# API Queries

This notebook was created to help document issues found with the Matrix API.

We have observed unusual behaviour with the API depending on whether we provide a **status** parameter in the query.

## Define standard functions

In [None]:
import pandas as pd
import requests
import re
import json
from arrow_pd_parser import writer, reader
import python_scripts.s3_utils as s3_utils
from datetime import datetime, timedelta
from mojap_metadata import Metadata



from logging import getLogger

logger = getLogger(__name__)


def read_json(file_path: str) -> dict:
    """Reads a json file in as a dictionary

    Parameters
    ----------
    file_path :
        file path of the JSON to read from

    Returns
    -------
        dictionary representing the json file
    """
    f = open(file_path)
    return json.loads(f.read())


def get_secrets() -> dict:
    return s3_utils.read_json_from_s3("alpha-dag-matrix/api_secrets/secrets.json")


def matrix_authenticate(session: requests.Session) -> requests.Session:
    # Add this before the error occurs
    for handler in logger.handlers:
        for record in handler.records:
            print(record.__dict__)
    secrets = get_secrets()
    username = secrets["username"]
    password = secrets["password"]

    url = "https://app.matrixbooking.com/api/v1/user/login"
    session.post(url, json={"username": username, "password": password})
    return session


def get_booking_categories(session: requests.Session) -> pd.DataFrame:
    """Returns pandas dataframe containing all booking categories
    that are available to organisation

     Parameters:
    session (requests.sessions.Session): Authenticated session to
        matrix booking API
    """

    # Booking categories API url
    url_booking_cats = "https://app.matrixbooking.com/api/v1/category"

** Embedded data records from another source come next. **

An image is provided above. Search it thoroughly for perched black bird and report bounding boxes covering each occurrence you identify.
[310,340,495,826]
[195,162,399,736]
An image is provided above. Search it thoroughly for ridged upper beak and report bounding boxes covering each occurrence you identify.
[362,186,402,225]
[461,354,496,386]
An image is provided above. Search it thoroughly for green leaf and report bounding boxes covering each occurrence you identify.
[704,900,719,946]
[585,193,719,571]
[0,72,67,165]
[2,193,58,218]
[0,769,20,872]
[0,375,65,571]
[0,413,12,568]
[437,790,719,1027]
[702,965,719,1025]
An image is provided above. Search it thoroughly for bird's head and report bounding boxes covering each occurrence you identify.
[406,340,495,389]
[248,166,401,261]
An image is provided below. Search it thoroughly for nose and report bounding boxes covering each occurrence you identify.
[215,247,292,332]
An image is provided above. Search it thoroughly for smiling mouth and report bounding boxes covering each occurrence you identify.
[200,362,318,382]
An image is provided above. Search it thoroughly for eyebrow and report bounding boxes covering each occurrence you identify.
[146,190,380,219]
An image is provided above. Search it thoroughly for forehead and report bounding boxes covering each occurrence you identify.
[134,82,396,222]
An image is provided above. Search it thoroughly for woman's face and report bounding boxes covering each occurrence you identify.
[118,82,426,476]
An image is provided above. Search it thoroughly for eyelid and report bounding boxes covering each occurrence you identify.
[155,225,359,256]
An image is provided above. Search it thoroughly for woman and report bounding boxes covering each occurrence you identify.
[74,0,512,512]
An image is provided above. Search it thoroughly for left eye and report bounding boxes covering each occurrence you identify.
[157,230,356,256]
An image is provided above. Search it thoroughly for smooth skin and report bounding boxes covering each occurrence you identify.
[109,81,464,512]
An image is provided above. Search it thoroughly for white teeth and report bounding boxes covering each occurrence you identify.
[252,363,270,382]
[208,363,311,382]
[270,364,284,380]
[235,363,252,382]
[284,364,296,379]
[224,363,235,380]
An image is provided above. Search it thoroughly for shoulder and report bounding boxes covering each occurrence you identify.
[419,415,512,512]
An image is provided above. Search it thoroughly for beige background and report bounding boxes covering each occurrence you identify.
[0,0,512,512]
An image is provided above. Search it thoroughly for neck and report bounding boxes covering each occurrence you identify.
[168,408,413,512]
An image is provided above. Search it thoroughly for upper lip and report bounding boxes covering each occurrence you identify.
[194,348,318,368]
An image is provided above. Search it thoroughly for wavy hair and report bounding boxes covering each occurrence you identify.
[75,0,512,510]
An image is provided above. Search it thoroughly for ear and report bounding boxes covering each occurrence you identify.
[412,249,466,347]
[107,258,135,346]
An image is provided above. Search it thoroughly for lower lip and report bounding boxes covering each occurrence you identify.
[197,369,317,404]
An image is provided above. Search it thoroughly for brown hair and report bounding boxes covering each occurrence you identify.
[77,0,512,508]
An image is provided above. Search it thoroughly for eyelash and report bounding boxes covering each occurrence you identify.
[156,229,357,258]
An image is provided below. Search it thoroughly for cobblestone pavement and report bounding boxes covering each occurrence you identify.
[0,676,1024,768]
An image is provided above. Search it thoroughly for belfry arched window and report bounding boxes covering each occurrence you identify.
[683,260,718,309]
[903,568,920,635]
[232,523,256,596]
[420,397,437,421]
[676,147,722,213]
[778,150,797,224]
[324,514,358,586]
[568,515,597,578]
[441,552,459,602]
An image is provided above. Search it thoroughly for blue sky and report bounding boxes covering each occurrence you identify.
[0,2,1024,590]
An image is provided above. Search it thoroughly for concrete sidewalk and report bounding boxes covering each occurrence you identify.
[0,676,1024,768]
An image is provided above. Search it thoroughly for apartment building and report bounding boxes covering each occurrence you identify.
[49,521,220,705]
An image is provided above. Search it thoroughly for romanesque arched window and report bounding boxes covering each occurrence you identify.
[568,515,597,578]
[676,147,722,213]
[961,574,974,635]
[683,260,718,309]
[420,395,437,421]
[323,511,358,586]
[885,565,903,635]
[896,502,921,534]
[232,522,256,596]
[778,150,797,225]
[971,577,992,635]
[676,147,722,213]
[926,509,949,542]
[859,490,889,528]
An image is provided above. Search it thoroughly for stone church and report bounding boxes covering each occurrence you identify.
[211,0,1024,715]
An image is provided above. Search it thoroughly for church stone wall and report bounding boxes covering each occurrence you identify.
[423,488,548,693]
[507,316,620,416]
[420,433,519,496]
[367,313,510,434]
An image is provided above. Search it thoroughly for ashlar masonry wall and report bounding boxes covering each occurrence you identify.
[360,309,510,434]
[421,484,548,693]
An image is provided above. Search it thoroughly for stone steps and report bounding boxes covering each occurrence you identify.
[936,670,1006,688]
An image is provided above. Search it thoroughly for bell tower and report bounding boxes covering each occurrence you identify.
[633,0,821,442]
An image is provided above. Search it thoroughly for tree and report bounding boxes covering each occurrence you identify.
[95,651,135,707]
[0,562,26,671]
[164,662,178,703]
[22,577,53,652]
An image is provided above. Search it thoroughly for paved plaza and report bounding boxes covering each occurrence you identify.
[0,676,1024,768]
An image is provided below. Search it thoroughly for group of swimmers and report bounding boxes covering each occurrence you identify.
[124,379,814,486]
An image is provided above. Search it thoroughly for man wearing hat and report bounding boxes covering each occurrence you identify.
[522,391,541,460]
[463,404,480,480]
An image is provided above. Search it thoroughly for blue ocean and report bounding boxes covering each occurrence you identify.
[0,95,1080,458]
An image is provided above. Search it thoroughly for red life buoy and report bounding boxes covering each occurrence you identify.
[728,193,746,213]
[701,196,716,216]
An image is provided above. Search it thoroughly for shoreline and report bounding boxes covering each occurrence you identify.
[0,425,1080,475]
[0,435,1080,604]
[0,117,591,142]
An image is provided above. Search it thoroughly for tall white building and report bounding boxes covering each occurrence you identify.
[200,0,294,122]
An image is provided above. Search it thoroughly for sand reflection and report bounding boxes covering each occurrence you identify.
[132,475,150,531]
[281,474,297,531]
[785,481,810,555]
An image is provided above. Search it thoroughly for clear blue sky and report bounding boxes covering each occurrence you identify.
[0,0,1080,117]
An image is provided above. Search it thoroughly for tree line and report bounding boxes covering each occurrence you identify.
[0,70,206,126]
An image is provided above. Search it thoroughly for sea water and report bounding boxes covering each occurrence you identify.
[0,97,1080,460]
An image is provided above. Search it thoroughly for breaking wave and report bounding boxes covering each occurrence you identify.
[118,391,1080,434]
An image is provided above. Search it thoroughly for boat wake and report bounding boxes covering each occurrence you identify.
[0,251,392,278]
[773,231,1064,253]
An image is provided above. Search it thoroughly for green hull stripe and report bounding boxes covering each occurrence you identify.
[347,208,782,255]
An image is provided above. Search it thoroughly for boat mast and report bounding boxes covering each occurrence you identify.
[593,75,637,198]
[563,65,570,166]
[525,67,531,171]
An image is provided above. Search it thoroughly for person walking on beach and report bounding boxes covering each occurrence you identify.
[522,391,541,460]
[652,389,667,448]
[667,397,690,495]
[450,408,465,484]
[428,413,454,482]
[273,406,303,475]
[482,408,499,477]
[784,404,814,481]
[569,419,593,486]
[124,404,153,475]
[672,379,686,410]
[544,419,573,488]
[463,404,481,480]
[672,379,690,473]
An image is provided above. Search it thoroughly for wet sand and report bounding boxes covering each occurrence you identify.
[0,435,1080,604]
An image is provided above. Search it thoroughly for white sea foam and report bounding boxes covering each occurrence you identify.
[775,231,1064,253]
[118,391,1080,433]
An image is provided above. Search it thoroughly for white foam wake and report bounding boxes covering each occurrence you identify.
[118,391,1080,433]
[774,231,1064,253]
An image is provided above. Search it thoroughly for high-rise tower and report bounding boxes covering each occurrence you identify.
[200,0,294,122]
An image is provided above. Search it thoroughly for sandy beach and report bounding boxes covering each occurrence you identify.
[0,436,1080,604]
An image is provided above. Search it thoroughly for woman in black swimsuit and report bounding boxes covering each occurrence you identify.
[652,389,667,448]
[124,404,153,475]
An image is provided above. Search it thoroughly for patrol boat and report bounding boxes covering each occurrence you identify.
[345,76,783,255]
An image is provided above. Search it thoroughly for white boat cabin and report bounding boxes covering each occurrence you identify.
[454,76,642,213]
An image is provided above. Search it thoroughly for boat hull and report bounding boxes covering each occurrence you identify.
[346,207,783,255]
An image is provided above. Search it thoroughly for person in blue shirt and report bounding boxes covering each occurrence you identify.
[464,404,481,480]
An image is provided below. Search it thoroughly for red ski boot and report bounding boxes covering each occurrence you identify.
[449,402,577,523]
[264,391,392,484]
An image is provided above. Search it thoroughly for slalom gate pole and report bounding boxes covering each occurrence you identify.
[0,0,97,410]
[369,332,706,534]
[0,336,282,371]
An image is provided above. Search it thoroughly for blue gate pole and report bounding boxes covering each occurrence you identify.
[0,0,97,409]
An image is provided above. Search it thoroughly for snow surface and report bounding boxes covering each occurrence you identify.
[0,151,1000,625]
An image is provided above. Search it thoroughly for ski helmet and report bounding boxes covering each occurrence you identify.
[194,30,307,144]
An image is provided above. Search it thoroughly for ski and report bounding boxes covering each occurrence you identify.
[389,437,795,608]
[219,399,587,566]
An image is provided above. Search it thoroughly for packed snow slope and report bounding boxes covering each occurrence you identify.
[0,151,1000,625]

    # Make request and create dataframe
    res = requests.get(url_booking_cats, cookies=session.cookies).json()
    df_booking_categories = pd.json_normalize(res)

    return df_booking_categories


def make_booking_params(
    time_from: str,
    time_to: str,
    booking_categories: str,
    status: str = None,
    pageSize: int = None,
    pageNum: int = 0,
) -> dict:
    params = {
        "f": time_from,
        "t": time_to,
        "bc": booking_categories,
        "status": status,
        "include": ["audit", "locations"],
        "pageSize": pageSize,
        "pageNum": pageNum,
    }
    return params


def get_payload(session, url, parameters):
    resp = session.get(url=url, cookies=session.cookies, params=parameters)
    logger.debug(f"GET {resp.url}")
    logger.debug(f"response status code: {resp.status_code}")
    return resp


def split_s3_path(s3_path: str) -> tuple[str]:
    """Splits an s3 file path into a bucket and key

    Parameters
    ----------
    s3_path :
        The full (incl s3://) path of a file.

    Returns
    -------
        Tuple of the bucket name and key (file path) within that bucket.
    """
    if s3_path[:2] != "s3":
        raise ValueError("S3 file path should start with 's3://'.")
    path_split = s3_path.split("/")
    bucket = path_split[2]
    key = "/".join(path_split[3:])
    return bucket, key


def get_scrape_dates(start_date, end_date):
    def daterange(start_date, end_date):
        for n in range(int((end_date - start_date).days + 1)):
            yield datetime.strftime(start_date + timedelta(n), "%Y-%m-%d")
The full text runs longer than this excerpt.